On the first day of its new term, the United States Supreme Court will hear oral argument regarding whether class-action waivers included in an employer’s arbitration agreement are lawful under the National Labor Relations Act. In January, the nation’s highest court granted certiorari in NLRB v. Murphy Oil USA, Epic Systems Corp. v. Lewis, and Ernst & Young, et al. v. Morris and consolidated the three cases in order to resolve a circuit split. Previously, the Seventh and Ninth Circuits sided with the National Labor Relations Board (“NLRB”) and held that a collective action ban included in an employment contract violates the National Labor Relations Act. In contrast, the Fifth Circuit rejected the NLRB’s efforts to ban class-action arbitration waivers in Murphy Oil.

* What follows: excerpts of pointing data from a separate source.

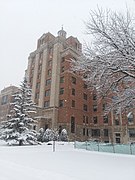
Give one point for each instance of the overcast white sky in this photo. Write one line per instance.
(22, 22)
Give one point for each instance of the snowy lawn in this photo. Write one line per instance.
(66, 163)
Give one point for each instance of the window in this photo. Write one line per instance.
(47, 93)
(84, 119)
(39, 67)
(40, 55)
(87, 120)
(37, 85)
(94, 108)
(117, 122)
(46, 104)
(73, 91)
(87, 132)
(106, 132)
(85, 86)
(48, 82)
(73, 103)
(104, 107)
(85, 96)
(132, 132)
(39, 76)
(49, 63)
(95, 120)
(49, 72)
(61, 90)
(4, 100)
(130, 117)
(37, 96)
(105, 119)
(61, 103)
(62, 69)
(83, 131)
(73, 80)
(72, 124)
(85, 107)
(63, 59)
(94, 97)
(62, 79)
(96, 132)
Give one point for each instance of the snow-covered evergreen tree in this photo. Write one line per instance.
(63, 135)
(18, 127)
(50, 135)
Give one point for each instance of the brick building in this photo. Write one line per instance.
(5, 100)
(63, 98)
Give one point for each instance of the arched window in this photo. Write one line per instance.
(72, 124)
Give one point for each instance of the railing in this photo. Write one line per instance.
(106, 147)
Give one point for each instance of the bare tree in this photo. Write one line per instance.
(109, 61)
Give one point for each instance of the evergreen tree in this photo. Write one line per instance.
(19, 124)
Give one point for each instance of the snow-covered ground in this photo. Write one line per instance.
(66, 163)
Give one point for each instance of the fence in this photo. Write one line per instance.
(102, 147)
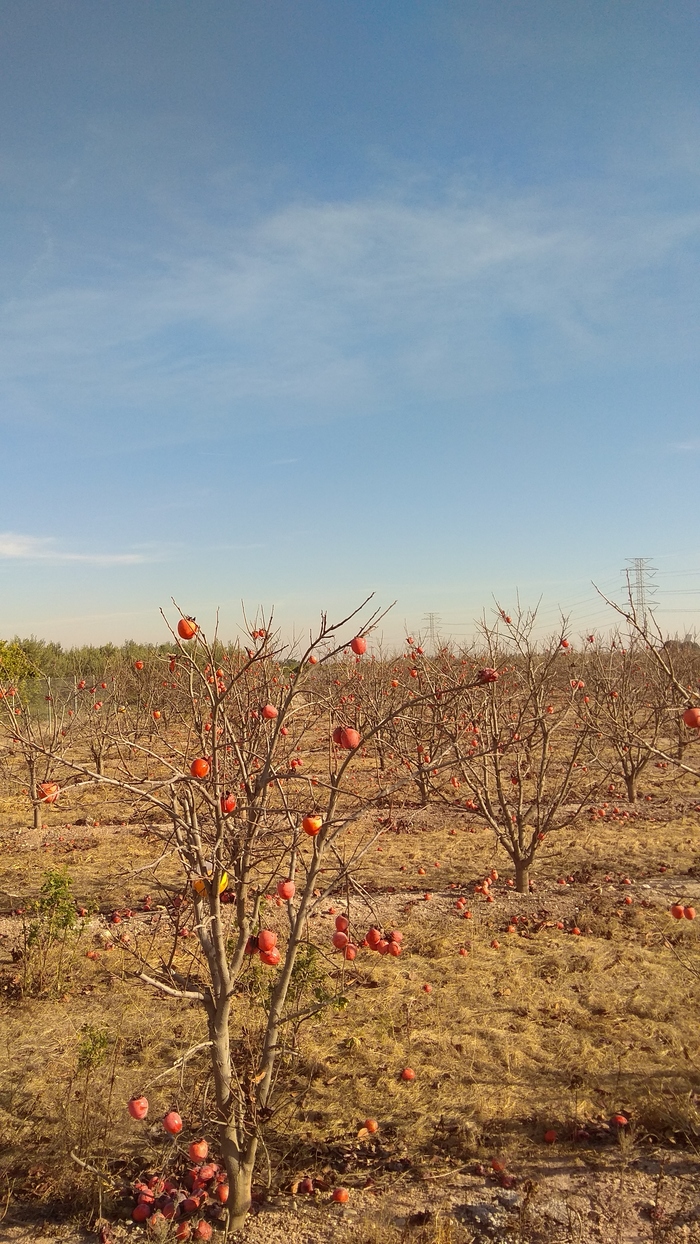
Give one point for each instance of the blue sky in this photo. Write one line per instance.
(302, 301)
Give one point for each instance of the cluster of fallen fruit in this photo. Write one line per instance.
(265, 944)
(200, 1194)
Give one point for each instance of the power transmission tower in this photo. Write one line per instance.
(640, 587)
(433, 625)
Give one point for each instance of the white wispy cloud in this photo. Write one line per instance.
(15, 546)
(336, 307)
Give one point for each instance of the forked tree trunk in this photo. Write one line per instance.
(239, 1169)
(521, 876)
(34, 795)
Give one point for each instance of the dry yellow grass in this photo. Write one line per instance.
(548, 1030)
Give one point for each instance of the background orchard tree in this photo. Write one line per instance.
(628, 703)
(527, 754)
(35, 723)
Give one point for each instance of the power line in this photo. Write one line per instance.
(640, 586)
(433, 625)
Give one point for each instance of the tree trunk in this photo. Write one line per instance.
(239, 1168)
(521, 877)
(36, 805)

The question presented to the Supreme Court is:
Whether arbitration agreements with individual employees that bar them from pursuing work-related claims on a collective or class basis in any forum are prohibited as an unfair labor practice under 29 U.S.C. 158(a)(1), because they limit the employees’ right under the National Labor Relations Act to engage in “concerted activities” in pursuit of their “mutual aid or protection,” 29 U.S.C. 157, and are therefore unenforceable under the saving clause of the Federal Arbitration Act, 9 U.S.C. 2.